Tuning Job execution#
Jobs with time consuming calculations require to properly configure the environment and the resources used to execute them. This section focuses on which options can be tuned and the ways available in jobflow-remote to change them.
Tuning options#
Worker#
A worker is a computational unit that will actually execute the function inside a Job. The list of workers is given in the Workers project configuration.
Workers are set by the name used to define them in the project and a worker should always be defined for each Job when adding a Flow to the database.
Note
A single worker should not necessarily be identified with a computation
resource as a whole. Different workers referring to the same for example
to the same HPC center, but with different configurations can be created.
The Runner
will still open a single connection if the host is the same.
Execution configuration#
An execution configuration, represented as an ExecutionConfig
object in
the code, contains information to run additional commands before and after
the execution of a Job.
These can be typically used to define the modules to load on an HPC center,
specific python environment to load or setting the PATH
for some executable
needed by the Job.
They can be usually given as a string referring to the setting defined in the
project configuration file, or as an instance of ExecutionConfig
.
Resources#
If the worker executing the Job runs under the control of a queueing system (e.g. SLURM, PBS), it is also important to specify which resources need to be allocated when running a Job.

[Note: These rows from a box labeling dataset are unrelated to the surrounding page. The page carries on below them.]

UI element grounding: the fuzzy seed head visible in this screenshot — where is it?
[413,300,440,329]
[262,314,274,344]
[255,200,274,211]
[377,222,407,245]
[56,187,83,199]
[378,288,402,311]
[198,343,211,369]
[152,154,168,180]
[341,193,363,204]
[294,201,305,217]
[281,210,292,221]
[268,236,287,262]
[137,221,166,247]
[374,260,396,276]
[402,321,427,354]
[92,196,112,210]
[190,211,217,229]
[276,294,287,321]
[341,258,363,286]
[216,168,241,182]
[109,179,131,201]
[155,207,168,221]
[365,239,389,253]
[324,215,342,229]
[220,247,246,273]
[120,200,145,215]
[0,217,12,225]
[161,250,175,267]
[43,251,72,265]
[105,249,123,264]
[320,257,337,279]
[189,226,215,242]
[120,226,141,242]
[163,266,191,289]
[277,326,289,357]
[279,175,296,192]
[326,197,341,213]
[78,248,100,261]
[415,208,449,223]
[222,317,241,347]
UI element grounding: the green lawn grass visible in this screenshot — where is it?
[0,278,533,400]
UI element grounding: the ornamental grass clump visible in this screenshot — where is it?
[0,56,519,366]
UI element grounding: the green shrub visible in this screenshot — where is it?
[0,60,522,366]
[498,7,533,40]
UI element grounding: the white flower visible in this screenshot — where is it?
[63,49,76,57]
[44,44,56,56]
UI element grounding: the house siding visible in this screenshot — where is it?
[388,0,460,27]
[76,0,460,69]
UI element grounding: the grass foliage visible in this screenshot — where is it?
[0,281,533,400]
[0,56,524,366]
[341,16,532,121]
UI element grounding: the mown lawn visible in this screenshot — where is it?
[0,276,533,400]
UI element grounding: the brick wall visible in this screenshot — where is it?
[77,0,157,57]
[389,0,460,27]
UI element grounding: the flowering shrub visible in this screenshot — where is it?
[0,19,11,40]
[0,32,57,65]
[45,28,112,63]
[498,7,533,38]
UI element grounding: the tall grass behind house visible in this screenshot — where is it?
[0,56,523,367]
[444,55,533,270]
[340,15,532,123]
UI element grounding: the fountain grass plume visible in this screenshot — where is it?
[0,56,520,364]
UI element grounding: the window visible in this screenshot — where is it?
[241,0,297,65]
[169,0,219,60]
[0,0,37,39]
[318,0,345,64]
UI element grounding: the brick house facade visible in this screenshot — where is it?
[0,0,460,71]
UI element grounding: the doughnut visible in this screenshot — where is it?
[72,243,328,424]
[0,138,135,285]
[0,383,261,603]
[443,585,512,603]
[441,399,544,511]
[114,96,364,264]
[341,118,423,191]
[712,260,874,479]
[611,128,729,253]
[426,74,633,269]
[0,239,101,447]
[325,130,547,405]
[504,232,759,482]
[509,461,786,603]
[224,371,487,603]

Since the all the operations involving the queueing system are handled with
qtoolkit, jobflow-remote
supports the same functionalities. In particular it is either possible to
pass a dictionary containing the keywords specific to the selected queuing system
or to pass an instance of a QResources
, a generic object defining resources
for standard use cases. These will be used to fill in a template and generate
a suitable submission script.
How to tune#
Different ways of setting the worker, execution configuration and resources for each Job are available. A combination of them can be used to ease the configuration for all the Jobs.
Note
If not defined otherwise, Jobs generated dynamically will inherit the configuration of the Job that generated them.
Submission#
The first entry point to customize the execution of the Jobs in a Flow
is to use the arguments in the submit_flow
function.
resource = {"nodes": 1, "ntasks": 4, "partition": "batch"}
submit_flow(
flow, worker="local_shell", exec_config="somecode_v.x.y", resources=resources
)
This will set the passed values for all the Jobs for which have not been set in the Job previously.
Warning
Once the flow has been submitted to the database, any further change to the
Flow
object will not be taken into account.
JobConfig#
Each jobflow’s Job has a JobConfig
attribute. This can be used to store
a manager_config
dictionary with configuration specific to that Job.

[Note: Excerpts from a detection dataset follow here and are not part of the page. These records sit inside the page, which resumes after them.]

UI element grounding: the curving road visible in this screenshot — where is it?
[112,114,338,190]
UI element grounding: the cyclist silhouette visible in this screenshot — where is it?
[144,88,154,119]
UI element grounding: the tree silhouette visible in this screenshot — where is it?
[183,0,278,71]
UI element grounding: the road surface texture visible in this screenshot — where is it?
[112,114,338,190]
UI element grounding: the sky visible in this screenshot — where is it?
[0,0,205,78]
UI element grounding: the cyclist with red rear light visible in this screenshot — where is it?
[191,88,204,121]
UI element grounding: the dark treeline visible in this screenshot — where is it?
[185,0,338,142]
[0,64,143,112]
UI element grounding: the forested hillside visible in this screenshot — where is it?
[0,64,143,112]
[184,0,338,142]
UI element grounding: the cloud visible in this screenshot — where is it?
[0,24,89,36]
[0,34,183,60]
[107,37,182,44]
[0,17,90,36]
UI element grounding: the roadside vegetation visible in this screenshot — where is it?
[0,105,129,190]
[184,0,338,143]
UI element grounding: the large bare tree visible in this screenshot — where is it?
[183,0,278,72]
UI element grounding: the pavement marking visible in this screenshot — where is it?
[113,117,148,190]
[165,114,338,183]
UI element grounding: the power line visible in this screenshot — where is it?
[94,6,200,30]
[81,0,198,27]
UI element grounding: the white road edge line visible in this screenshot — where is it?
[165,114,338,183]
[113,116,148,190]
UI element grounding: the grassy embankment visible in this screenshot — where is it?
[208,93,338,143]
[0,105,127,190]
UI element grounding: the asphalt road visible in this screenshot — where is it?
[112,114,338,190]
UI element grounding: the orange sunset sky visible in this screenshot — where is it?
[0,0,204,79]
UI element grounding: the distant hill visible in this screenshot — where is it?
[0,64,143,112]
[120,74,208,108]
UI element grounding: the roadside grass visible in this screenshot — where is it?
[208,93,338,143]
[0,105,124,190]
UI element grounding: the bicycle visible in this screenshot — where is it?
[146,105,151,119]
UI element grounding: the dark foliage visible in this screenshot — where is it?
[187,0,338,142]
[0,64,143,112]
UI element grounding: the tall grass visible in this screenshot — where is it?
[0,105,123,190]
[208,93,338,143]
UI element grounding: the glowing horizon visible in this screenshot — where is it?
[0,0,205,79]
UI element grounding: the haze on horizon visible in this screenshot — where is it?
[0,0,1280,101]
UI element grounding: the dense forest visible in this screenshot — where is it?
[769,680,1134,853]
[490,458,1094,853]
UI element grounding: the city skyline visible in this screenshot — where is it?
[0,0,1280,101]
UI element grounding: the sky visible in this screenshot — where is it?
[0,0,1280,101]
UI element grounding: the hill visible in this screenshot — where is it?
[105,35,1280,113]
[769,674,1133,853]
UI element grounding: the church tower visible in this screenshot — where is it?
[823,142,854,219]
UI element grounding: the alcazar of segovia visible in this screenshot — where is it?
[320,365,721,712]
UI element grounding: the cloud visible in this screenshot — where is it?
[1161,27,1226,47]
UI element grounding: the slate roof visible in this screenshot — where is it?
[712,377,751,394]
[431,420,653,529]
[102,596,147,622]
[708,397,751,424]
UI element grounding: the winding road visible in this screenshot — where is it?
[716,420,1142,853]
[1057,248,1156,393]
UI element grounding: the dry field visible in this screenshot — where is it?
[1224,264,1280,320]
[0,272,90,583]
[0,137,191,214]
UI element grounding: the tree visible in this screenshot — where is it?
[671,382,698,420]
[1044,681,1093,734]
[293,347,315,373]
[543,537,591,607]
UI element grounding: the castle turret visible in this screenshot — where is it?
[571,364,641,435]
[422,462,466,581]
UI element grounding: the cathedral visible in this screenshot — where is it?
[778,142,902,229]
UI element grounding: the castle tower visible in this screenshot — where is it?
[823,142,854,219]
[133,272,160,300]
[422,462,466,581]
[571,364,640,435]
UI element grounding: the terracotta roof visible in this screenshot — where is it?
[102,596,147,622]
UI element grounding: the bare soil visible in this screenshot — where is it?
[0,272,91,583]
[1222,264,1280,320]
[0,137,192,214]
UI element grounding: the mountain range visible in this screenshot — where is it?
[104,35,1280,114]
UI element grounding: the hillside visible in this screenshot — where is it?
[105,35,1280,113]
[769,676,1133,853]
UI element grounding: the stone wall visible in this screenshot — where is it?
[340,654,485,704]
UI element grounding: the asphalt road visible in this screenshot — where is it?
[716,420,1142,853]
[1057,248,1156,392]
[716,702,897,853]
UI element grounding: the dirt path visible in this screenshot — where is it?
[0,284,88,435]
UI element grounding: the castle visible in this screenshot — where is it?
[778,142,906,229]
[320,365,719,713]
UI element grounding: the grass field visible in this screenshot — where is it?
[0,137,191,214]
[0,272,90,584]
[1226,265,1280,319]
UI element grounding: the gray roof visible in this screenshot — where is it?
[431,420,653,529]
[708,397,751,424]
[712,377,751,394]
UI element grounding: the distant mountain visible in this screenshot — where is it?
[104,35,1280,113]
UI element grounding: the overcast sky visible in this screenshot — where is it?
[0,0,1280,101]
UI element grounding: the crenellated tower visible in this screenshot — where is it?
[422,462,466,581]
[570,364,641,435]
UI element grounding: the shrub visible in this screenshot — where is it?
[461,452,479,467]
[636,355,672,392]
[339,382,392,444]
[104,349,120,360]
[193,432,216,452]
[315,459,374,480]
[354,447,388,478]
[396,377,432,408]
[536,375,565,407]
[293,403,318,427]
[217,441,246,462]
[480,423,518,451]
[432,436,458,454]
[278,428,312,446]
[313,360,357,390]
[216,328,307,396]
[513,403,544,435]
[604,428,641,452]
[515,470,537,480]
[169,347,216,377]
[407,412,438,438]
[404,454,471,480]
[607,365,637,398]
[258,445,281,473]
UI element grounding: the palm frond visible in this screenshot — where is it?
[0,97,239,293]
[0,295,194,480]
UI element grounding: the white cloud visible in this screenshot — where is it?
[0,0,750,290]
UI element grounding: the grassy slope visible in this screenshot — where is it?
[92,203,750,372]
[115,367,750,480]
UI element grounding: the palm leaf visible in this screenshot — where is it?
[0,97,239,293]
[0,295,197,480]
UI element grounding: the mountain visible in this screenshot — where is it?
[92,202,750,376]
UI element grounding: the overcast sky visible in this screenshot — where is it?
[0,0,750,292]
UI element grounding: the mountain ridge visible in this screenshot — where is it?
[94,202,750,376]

This can be done with the set_run_config
function, that targets Jobs
based on their name or on the callable they are wrapping. Consider the
following example
from jobflow_remote.utils.examples import add, value
from jobflow_remote import submit_flow, set_run_config
from jobflow import Flow
job1 = value(5)
job2 = add(job1.output, 2)
flow = Flow([job1, job2])
flow = set_run_config(
flow, name_filter="add", worker="secondw", exec_config="anotherconfig"
)
resource = {"nodes": 1, "ntasks": 4, "partition": "batch"}
submit_flow(flow, worker="firstw", exec_config="somecode_v.x.y", resources=resources)
After being submitted to the database the value
Job will be executed
on the firstw
worker, while the add
Job will be executed on the
secondw
worker. On the other hand, since resources
is not set
explicitly when set_run_config
is called the same resource
dictionary
is applied to all the Jobs in the Flow.
Note
If the values in a Job should not be overridden by those passed in
submit_flow
, but no specific value is required, empty objects
need to be passed. An empty dict
or an empty QResources()
to
set an empty resources
and an empty ExecutionConfig()
to set
and empty exec_config
Warning
If set_run_config
is used to set a worker with scheduler_type: shell
always set resources
to an empty dictionary (or QResources
) as well.
Otherwise the resources
value passed to submit_flow
will be used and
it will likely be incompatible, with the shell
worker.
In addition, since set_run_config
makes use of jobflow’s update_config
method, these updates will also automatically be applied to any new Job
automatically generated in the Flow.
Warning
The name_filter
matches any name containing the string passed.
So using a name_filter=add
will match both a job named add
and one named add more
.
CLI#
After a Job has been added to the database, it is still possible to change
its settings. This can be achieved with the jf job set
CLI command.
For example running:
jf job set worker -did 8 example_worker
sets the worker for Job with DB id 8 to example_worker
. Similarly,
the jf job set resources
and jf job set exec-config
can be used
to set the values of the resources and execution configurations.
Note
In order for this to be meaningful only a subset of Jobs states are
acceptable. This commands can be applied only to Jobs in the
READY
, WAITING
, COMPLETED
, FAILED
, PAUSED
and
REMOTE_ERROR
states.